Twin Cities Security User Group

 View Only

  • 1.  DHA - Directory Harvest Attack best practices

    Posted Mar 03, 2010 10:44 AM
    SBG out of the box is configured for
      bad recipients %  = 80
      min # of bad recipients = 5
      window = 10 minutes
      penalty box = 60 minutes.

    I'm wondering what others are using for these settings.   I'm thinking of increasing the penalty box time to a couple of hours.

    Also,  is anyone using the DHA reports to populate local bad sender IP lists?

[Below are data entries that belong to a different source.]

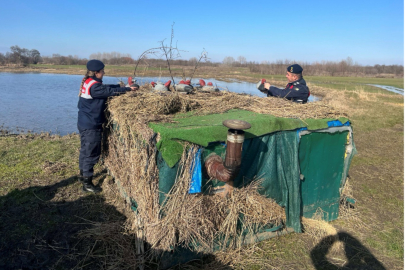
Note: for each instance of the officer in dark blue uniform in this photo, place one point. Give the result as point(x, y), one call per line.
point(92, 103)
point(295, 90)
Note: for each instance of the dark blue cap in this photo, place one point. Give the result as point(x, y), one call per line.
point(95, 65)
point(296, 69)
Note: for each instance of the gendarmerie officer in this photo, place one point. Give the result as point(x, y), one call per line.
point(92, 103)
point(295, 90)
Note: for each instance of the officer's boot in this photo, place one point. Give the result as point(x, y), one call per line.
point(88, 185)
point(81, 178)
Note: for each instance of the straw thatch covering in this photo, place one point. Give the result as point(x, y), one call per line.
point(185, 219)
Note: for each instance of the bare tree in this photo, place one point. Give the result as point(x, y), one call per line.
point(228, 61)
point(242, 60)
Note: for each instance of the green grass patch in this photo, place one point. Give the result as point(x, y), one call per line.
point(24, 159)
point(391, 242)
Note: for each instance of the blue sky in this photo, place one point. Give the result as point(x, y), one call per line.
point(370, 32)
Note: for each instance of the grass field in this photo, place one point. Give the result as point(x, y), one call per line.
point(47, 222)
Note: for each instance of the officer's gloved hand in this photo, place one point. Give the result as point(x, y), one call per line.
point(260, 85)
point(136, 86)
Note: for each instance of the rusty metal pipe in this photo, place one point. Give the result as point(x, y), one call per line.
point(227, 170)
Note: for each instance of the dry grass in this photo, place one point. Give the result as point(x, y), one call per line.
point(192, 220)
point(184, 219)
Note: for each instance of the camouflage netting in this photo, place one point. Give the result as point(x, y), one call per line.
point(185, 219)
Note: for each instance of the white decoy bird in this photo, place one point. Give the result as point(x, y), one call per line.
point(184, 87)
point(160, 86)
point(208, 87)
point(260, 85)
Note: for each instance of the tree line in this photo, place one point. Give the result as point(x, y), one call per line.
point(346, 67)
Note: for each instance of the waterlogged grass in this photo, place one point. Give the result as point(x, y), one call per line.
point(25, 158)
point(376, 175)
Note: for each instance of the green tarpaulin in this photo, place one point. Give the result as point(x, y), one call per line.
point(203, 130)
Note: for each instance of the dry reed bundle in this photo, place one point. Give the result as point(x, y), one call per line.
point(187, 219)
point(139, 108)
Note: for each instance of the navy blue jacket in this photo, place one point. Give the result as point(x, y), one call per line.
point(91, 111)
point(296, 91)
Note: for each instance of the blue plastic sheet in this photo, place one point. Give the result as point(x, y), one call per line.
point(337, 123)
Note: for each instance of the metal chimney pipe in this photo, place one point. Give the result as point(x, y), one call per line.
point(227, 170)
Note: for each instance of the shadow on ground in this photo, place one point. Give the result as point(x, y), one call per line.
point(37, 232)
point(358, 256)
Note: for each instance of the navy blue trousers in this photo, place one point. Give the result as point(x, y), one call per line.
point(90, 149)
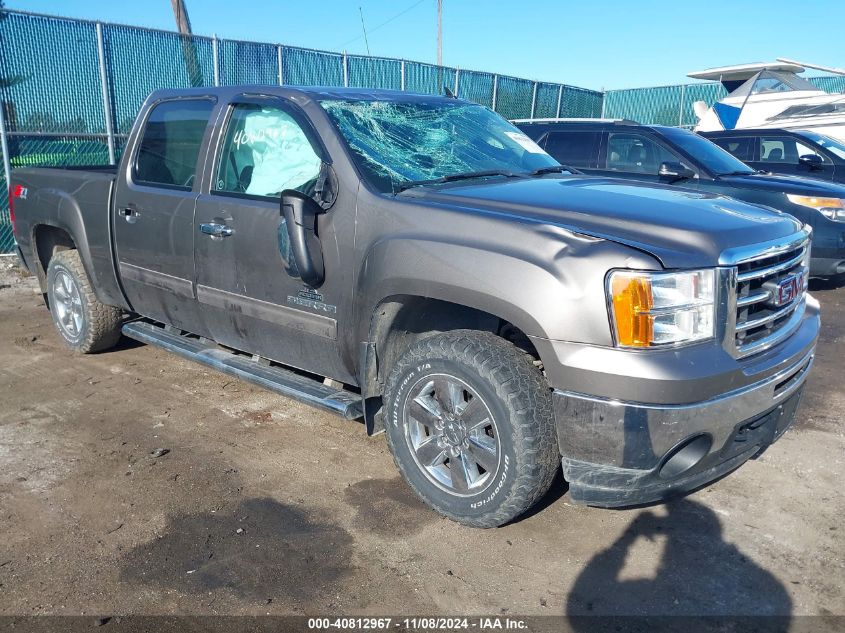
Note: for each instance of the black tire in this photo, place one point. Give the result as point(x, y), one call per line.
point(98, 324)
point(518, 399)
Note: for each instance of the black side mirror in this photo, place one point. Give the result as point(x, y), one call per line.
point(300, 212)
point(672, 172)
point(811, 161)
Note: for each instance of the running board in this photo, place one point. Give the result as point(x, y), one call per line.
point(258, 372)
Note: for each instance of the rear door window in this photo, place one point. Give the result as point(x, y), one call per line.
point(741, 147)
point(170, 145)
point(579, 149)
point(785, 149)
point(637, 154)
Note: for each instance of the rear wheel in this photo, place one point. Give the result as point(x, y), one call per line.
point(469, 423)
point(84, 323)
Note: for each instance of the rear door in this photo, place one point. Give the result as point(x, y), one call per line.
point(250, 299)
point(154, 211)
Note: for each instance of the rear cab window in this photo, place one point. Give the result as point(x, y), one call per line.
point(170, 144)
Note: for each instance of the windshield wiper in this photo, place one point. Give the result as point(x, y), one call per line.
point(750, 172)
point(452, 177)
point(554, 169)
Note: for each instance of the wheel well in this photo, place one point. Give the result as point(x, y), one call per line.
point(49, 240)
point(401, 321)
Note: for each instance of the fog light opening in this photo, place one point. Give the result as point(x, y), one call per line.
point(685, 456)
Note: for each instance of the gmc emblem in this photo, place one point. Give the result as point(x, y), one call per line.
point(786, 290)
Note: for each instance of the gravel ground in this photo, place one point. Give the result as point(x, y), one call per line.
point(258, 504)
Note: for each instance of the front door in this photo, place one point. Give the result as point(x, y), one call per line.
point(246, 282)
point(154, 213)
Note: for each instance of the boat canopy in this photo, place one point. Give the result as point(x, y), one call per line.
point(732, 77)
point(769, 81)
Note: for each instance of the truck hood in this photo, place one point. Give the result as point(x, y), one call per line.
point(682, 228)
point(800, 185)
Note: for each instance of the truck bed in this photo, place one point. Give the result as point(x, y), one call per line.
point(76, 200)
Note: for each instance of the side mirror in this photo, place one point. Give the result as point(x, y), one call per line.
point(300, 212)
point(672, 172)
point(811, 161)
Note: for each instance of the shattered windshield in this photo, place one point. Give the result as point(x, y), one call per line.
point(396, 143)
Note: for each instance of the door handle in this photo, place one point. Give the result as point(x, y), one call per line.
point(130, 214)
point(215, 229)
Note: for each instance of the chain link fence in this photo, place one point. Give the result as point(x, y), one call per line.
point(70, 89)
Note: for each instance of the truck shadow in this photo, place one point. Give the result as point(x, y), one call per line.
point(698, 574)
point(262, 549)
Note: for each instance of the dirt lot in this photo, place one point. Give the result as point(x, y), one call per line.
point(263, 505)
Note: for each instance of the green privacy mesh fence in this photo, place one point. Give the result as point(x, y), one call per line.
point(70, 88)
point(374, 72)
point(829, 84)
point(477, 86)
point(7, 240)
point(247, 63)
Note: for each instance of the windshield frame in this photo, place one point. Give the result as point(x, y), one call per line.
point(671, 135)
point(376, 185)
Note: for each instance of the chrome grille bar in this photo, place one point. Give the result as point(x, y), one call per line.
point(772, 270)
point(757, 324)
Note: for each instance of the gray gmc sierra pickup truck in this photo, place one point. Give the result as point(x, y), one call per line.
point(420, 263)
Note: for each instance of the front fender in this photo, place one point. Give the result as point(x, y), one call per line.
point(545, 280)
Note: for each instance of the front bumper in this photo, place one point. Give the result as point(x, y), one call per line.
point(618, 453)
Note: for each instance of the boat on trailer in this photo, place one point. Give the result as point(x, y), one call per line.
point(771, 95)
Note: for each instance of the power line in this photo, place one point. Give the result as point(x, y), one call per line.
point(385, 23)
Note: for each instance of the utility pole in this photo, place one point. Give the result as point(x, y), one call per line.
point(439, 32)
point(189, 50)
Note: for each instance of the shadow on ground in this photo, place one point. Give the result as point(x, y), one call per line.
point(698, 574)
point(262, 550)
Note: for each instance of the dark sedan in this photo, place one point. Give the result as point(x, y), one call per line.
point(654, 153)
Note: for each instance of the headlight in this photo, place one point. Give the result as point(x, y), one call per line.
point(654, 309)
point(831, 208)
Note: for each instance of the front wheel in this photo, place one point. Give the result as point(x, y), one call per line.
point(470, 426)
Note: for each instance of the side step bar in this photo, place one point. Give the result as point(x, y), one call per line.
point(272, 377)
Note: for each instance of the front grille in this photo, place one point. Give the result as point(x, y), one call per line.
point(760, 322)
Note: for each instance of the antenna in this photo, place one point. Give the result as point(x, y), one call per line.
point(439, 32)
point(364, 28)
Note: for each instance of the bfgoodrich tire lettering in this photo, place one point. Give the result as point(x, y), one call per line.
point(83, 322)
point(506, 462)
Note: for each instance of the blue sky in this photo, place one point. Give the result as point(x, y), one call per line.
point(594, 44)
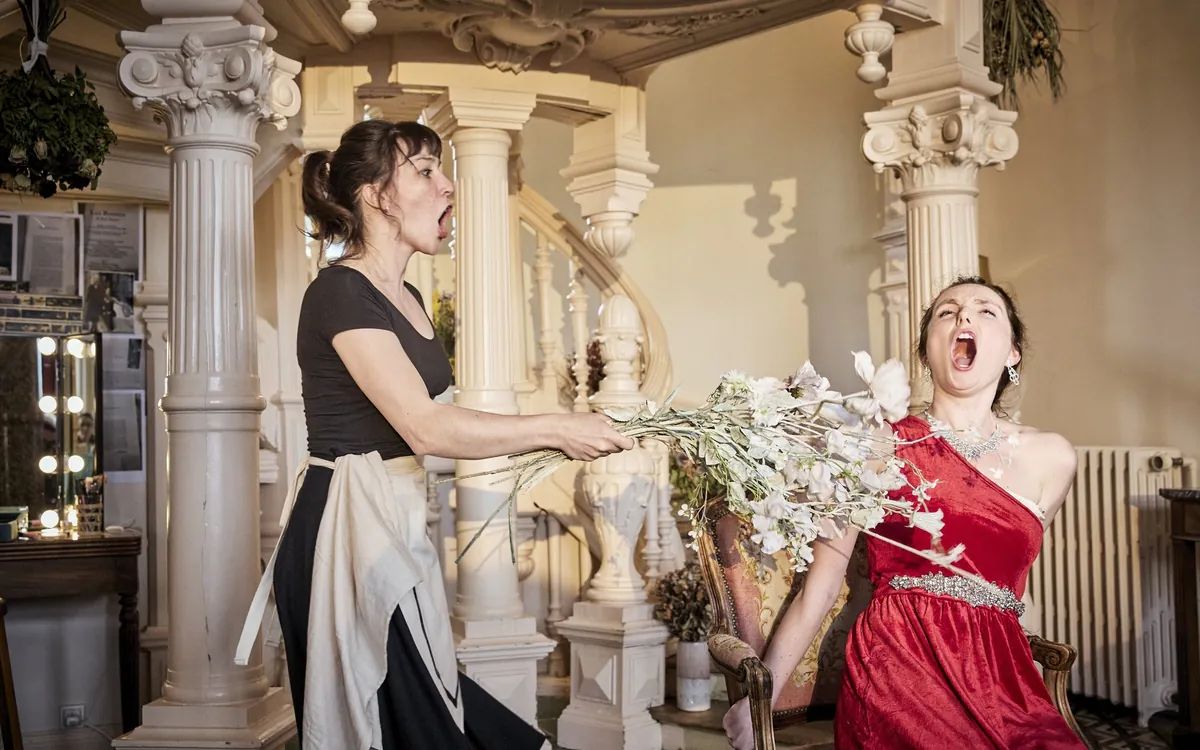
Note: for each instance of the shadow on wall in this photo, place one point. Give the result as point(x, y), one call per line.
point(780, 113)
point(1103, 258)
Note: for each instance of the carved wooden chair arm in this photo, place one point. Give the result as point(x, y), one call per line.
point(1056, 659)
point(735, 657)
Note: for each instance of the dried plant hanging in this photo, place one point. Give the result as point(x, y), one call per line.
point(1023, 40)
point(53, 132)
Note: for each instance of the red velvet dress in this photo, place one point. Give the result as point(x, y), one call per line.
point(933, 671)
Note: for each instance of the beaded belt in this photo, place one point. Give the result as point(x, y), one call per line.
point(966, 589)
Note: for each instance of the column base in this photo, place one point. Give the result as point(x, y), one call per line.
point(502, 655)
point(265, 724)
point(618, 672)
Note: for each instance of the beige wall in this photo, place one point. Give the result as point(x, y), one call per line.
point(755, 245)
point(1096, 227)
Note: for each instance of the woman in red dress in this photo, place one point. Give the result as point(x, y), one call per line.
point(937, 660)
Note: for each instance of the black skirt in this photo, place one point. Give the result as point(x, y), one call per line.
point(412, 712)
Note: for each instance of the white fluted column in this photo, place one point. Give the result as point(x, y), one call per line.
point(935, 135)
point(211, 79)
point(498, 646)
point(291, 282)
point(893, 239)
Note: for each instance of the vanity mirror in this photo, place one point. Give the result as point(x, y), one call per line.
point(49, 433)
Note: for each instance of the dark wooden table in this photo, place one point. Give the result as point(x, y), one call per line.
point(84, 565)
point(1185, 537)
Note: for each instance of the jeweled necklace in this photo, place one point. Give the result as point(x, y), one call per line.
point(971, 451)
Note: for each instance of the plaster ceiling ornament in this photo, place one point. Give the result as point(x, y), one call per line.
point(509, 35)
point(679, 28)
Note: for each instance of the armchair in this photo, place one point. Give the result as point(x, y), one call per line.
point(749, 598)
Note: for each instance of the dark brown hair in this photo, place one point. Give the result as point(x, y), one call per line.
point(1014, 321)
point(366, 155)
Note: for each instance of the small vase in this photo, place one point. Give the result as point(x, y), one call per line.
point(694, 677)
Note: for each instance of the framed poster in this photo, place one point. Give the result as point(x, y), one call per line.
point(112, 238)
point(7, 247)
point(48, 247)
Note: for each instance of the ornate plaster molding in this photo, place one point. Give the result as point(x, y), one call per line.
point(509, 35)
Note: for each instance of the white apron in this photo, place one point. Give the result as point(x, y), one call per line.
point(372, 556)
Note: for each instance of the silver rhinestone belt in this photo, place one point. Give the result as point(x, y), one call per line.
point(965, 589)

  • 2.  RE: DHA - Directory Harvest Attack best practices

    Posted Mar 03, 2010 02:08 PM


    Configuring directory harvest attack recognition

    http://seer.entsupport.symantec.com/docs/321878.htm


  • 3.  RE: DHA - Directory Harvest Attack best practices

    Posted Mar 03, 2010 09:21 PM
    Thanks.  I've read the manual.  I'm looking for user experiences (pro/con) of using longer penalty times, or lower thresholds.  And the idea of using this as a source for local bad sender's IPs


  • 4.  RE: DHA - Directory Harvest Attack best practices

    Posted Mar 03, 2010 09:35 PM
      |   view attached
    Attached PDF for about 3 days. attached


  • 5.  RE: DHA - Directory Harvest Attack best practices

    Posted Mar 04, 2010 12:24 PM
    I think it's not a good idea to put those IP addresses in the "Local Bad Sender IPs". Here is my thinking:  Since most of the IPs would be dynamic and may later be assigned to senders trying to send legit messages, you will not be able to receive messages from them and they will have to contact you to get the IP address removed from your local list.  This puts the additional burden of micro-managing those IP on the admin. 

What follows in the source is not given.